What about this OpenCL kernel is causing the error CL_INVALID_COMMAND_QUEUE

I'm having a problem implementing a Feed-Forward MultiLayer Perceptron, with back-prop learning in OpenCL in Java, using JOCL. Here is the kernel code for the calculation phase:

    #pragma OPENCL EXTENSION cl_khr_fp64 : enable
    __kernel void Neuron(__global const double *inputPatterns,
                           __global double *weights,
                           __global const int *numInputs,
                           __global const int *activation,
                           __global const double *bias,
                           __global const int *usingBias,
                           __global double *values,
                           __global const int *maxNumFloats,
                           __global const int *patternIndex,
                           __global const int *inputPatternSize,
                           __global const int *indexOffset,
                           __global const int *isInputNeuron,
                           __global const int *inputs)
    {
       int gid = get_global_id(0);
       double sum = 0.0;
       for(int i = 0; i < numInputs[gid+indexOffset[0]]; i++)
       {
           sum += values[inputs[(gid+indexOffset[0]) * maxNumFloats[0] + i]] *
                   weights[(gid+indexOffset[0]) * maxNumFloats[0] + i];
       }
       if(usingBias[gid+indexOffset[0]])
           sum += bias[gid+indexOffset[0]];
       if(isInputNeuron[gid+indexOffset[0]])
           sum += inputPatterns[gid+indexOffset[0]+(patternIndex[0] * inputPatternSize[0])];
       if(activation[gid+indexOffset[0]] == 1)
           sum = 1.0 / (1.0 + exp(-sum));
       values[gid + indexOffset[0]] = sum;
    }

Basically, I run this kernel for each layer in the network. For the first layer, there are no "inputs", so the loop does not execute. As the first layer is an input node layer however, it does add the relevant value from the input pattern. This executes fine, and I can read back the values at this point.

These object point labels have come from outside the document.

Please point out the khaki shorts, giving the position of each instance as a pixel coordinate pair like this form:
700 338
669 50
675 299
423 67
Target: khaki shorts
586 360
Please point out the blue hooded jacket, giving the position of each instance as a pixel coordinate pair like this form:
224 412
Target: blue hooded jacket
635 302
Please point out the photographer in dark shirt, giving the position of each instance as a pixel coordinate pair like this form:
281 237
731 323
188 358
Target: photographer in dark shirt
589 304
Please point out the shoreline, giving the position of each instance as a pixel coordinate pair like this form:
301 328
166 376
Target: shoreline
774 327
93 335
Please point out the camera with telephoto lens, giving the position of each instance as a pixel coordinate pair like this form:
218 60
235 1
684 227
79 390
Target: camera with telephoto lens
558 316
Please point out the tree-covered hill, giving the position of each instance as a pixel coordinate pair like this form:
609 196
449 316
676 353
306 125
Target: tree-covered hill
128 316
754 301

When I try and run the SECOND layer however (which does have inputs, every node from the first layer), a call to clFinish() returns the error CL_INVALID_COMMAND_QUEUE. Sometimes this error is coupled with a driver crash and recovery. I have read around (here for example) that this might be a problem with TDR timeouts, and have made an attempt to raise the limit but unsure if this is making any difference.

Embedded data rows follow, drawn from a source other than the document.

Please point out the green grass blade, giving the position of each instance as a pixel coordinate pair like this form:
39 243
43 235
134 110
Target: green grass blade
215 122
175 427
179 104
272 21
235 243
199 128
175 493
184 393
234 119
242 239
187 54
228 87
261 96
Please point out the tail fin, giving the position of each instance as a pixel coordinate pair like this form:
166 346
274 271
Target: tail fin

I'm going through the calls to clSetKernelArg() to check for anything stupid, but can anyone spot anything obviously off in the code? It would seem that the error is introduced in the second layer due to the inclusion of the for loop... I can clarify any of the parameters if its needed but it seemed a bit overkill for an initial post.

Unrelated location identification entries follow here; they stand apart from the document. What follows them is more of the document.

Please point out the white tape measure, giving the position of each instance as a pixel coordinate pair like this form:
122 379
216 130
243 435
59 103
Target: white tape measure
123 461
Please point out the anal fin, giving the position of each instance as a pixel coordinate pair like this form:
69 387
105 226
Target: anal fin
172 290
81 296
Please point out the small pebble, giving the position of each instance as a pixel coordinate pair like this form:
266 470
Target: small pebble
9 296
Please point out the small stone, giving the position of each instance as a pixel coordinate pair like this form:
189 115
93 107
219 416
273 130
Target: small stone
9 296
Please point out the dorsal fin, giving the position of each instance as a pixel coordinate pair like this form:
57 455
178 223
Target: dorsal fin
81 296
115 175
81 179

Also, I'm fully aware this code will probably be an affront to competent coders everywhere, but feel free to flame :P

EDIT: Host code:

    //Calc
    for(int k = 0; k < GPUTickList.length; k++)
    {
        clFlush(clCommandQueue);
        clFinish(clCommandQueue);
        //If input nodes
        if(k == 0)
            //Set index offset to 0
            GPUMapIndexOffset.asIntBuffer().put(0, 0);
        else
            //Update index offset
            GPUMapIndexOffset.asIntBuffer().put(0,
                GPUMapIndexOffset.asIntBuffer().get(0) + GPUTickList[k-1]);
        //Write index offset to GPU buffer
        ret = clEnqueueWriteBuffer(clCommandQueue, memObjects[12], CL_TRUE, 0,
                Sizeof.cl_int, Pointer.to(GPUMapIndexOffset.position(0)), 0, null, null);             
        //Set work size (width of layer)
        global_work_size[0] = GPUTickList[k];
        ret = clEnqueueNDRangeKernel(clCommandQueue, kernel_iterate, 1,
            global_work_offset, global_work_size, local_work_size,
            0, null, null);
    }

EDIT 2: I've uploaded the full code to pastebin.

2012-04-03 21:16
by chrisvarnz

Do you have a portion of your host code to share? I doubt there is a problem with the kernel itself if it runs for the 1st layer of neurons. Also, have you tried clWaitForEvents() instead of clFinish() - mfa 2012-04-04 02:09

Sure, added the bit where this kernel is enqueued in a loop, can post more if needed, just say what - chrisvarnz 2012-04-04 02:23

Solved. Fixed the error by making everything indexed with [0] a straight kernel parameter, rather than a buffer. Clearly the hardware doesn't like lots of stuff accessing one particular element of a buffer at once.

2012-04-04 19:41
by chrisvarnz

I'm not sure about what you have above the loop.. do you use the queue other than in this loop? Below is something you may want to try out.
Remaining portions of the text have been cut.